TOKYO (Reuters) - Seiko Noda, a Japanese former minister for gender equality, announced on Thursday she is running to replace Prime Minister Yoshihide Suga and become the nation's first female leader.
Noda, considered a long shot, has been a consistent voice urging Japan to address its declining birthrate and fast-ageing population, while advocating women's empowerment.
"I would like to create a politics for the next Japan so women, children, the elderly and disabled people who have not been leading actors, can feel life is worth living in this society," Noda, 61, told reporters.
A critic of conservative former prime minister Shinzo Abe, Noda wanted to challenge him for the leadership of the ruling Liberal Democratic Party (LDP) in 2015 but fell short of the 20 backers needed to run. This time, she cleared the line the day before official registration.

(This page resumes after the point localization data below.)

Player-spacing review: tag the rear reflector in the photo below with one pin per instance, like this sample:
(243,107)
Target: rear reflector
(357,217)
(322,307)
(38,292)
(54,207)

The LDP president becomes Japan's prime minister because of the party's majority in the lower house of parliament.
Vaccine minister Taro Kono, the apparent frontrunner, said on Thursday any new economic stimulus https://www.reuters.com/article/japan-politics/update-2-japan-pm-contender-kono-wants-stimulus-to-focus-on-energy-5g-idUKL1N2QI04A measures should prioritise spending on renewable energy and expansion of 5G networks.
Noda joined a flurry of campaigning among senior figures in the party. Former foreign minister Fumio Kishida and former internal affairs minister Sanae Takaichi are also running in the Sept. 29 election for LDP president.
In her 30s, Noda became Japan's youngest post-war cabinet minister, later holding various cabinet posts, including internal affairs minister.